Free Universal Sound Separation Dataset

Scott Wisdom; Hakan Erdogan; Dan Ellis; John R. Hershey

doi:10.5281/zenodo.4012661

Published March 4, 2020 | Version 1.3

Dataset Open

Free Universal Sound Separation Dataset

1. Google Research

Contributors

Researchers:

1. LORIA
2. INRIA
3. Adobe Research
4. Northwestern University
5. Universitat Pompeu Fabra (UPF)

The Free Universal Sound Separation (FUSS) Dataset is a database of arbitrary sound mixtures and source-level references, for use in experiments on arbitrary sound separation.

This is the official sound separation data for the DCASE2020 Challenge Task 4: Sound Event Detection and Separation in Domestic Environments.

Citation: If you use the FUSS dataset or part of it, please cite our paper describing the dataset and baseline [1]. FUSS is based on FSD data so please also cite [2]:

Overview: FUSS audio data is sourced from a pre-release of Freesound dataset known as (FSD50k), a sound event dataset composed of Freesound content annotated with labels from the AudioSet Ontology. Using the FSD50K labels, these source files have been screened such that they likely only contain a single type of sound. Labels are not provided for these source files, and are not considered part of the challenge. For the purpose of the DCASE Task4 Sound Separation and Event Detection challenge, systems should not use FSD50K labels, even though they may become available upon FSD50K release.

To create mixtures, 10 second clips of sources are convolved with simulated room impulse responses and added together.
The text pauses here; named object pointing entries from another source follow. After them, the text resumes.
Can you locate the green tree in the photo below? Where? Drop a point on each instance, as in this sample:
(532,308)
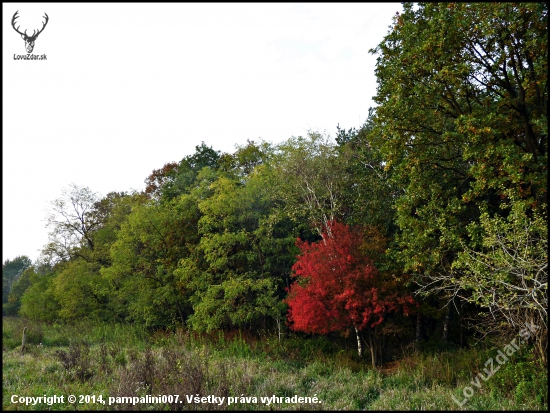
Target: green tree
(178,178)
(72,223)
(11,271)
(310,178)
(148,248)
(243,259)
(39,302)
(461,121)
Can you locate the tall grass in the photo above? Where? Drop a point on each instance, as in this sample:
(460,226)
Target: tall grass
(121,361)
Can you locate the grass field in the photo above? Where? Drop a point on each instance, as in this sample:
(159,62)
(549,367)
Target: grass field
(122,361)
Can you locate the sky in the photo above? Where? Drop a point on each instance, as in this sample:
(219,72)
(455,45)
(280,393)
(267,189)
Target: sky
(128,87)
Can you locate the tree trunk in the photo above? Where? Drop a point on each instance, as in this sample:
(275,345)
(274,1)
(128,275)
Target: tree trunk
(418,328)
(446,323)
(23,340)
(359,347)
(372,350)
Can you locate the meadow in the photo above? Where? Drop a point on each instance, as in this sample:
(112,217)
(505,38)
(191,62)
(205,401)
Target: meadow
(237,371)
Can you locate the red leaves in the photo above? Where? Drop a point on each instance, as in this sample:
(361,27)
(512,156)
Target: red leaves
(337,286)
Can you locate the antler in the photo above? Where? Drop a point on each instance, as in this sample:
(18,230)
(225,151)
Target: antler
(15,16)
(34,34)
(43,25)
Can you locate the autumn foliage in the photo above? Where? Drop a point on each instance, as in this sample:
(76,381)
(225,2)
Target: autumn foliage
(337,286)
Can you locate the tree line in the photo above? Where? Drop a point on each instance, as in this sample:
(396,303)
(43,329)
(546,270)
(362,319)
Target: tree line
(434,210)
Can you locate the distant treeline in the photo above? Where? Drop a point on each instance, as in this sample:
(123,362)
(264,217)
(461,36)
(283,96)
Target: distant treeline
(429,218)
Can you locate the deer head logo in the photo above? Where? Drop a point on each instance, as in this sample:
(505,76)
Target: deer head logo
(29,40)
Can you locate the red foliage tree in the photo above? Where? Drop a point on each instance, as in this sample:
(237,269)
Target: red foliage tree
(338,287)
Each 10 second mixture contains between 1 and 4 sources. Source files longer than 10 seconds are considered "background" sources. Every mixture contains one background source, which is active for the entire duration. We provide: a software recipe to create the dataset, the room impulse responses, and the original source audio.

Motivation for use in DCASE2020 Challenge Task 4: This dataset provides a platform to investigate how source separation may help with event detection and vice versa. Previous work has shown that universal sound separation (separation of arbitrary sounds) is possible [3], and that event detection can help with universal sound separation [4]. It remains to be seen whether sound separation can help with event detection. Event detection is more difficult in noisy environments, and so separation could be a useful pre-processing step. Data with strong labels for event detection are relatively scarce, especially when restricted to specific classes within a domain. In contrast, source separation data needs no event labels for training, and may be more plentiful. In this setting, the idea is to utilize larger unlabeled separation data to train separation systems, which can serve as a front-end to event-detection systems trained on more limited data.

Room simulation: Room impulse responses are simulated using the image method with frequency-dependent walls. Each impulse corresponds to a rectangular room of random size with random wall materials, where a single microphone and up to 4 sources are placed at random spatial locations.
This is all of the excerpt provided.